Escaping the double quotes with backslash character is giving error The request body cannot be parsed as valid JSON. Here is the full error

irb(main):050:0' --inf-ruby-2f3827a9-23243-13517-726000--
curl: (6) Couldn't resolve host 'first'
curl: (3) [globbing] unmatched close brace/bracket in column 9
% Total % Received % Xferd Average Speed Time Time Time Current Dload Upload Total Spent Left Speed 100 165 0 87 100 78 60 54 0:00:01 0:00:01 --:--:-- 60
{
"statusCode": 400,
"message": "The request body cannot be parsed as valid JSON"
}=> true

I tried swapping double quotes with single quotes and using full double quotes everywhere. Nothing is working.
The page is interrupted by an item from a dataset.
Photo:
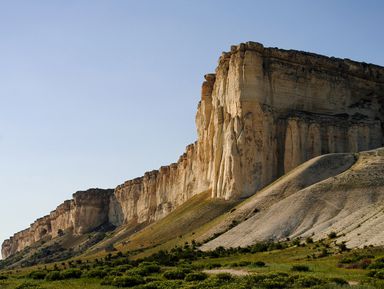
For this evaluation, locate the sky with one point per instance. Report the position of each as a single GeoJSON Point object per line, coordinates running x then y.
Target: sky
{"type": "Point", "coordinates": [93, 93]}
system("curl -X POST -H 'Content-Type: application/json' -H 'Authorization: Bearer blah-blah' -d '{\"body\":{\"version\":1,\"type\":\"doc\",\"content\":[{\"type\":\"paragraph\",\"content\":[{\"type\":\"text\",\"text\":\"My first message!\"}]}]}}' --url 'https://api.atlassian.com/site/blah-blah/conversation/blah-blah/message'")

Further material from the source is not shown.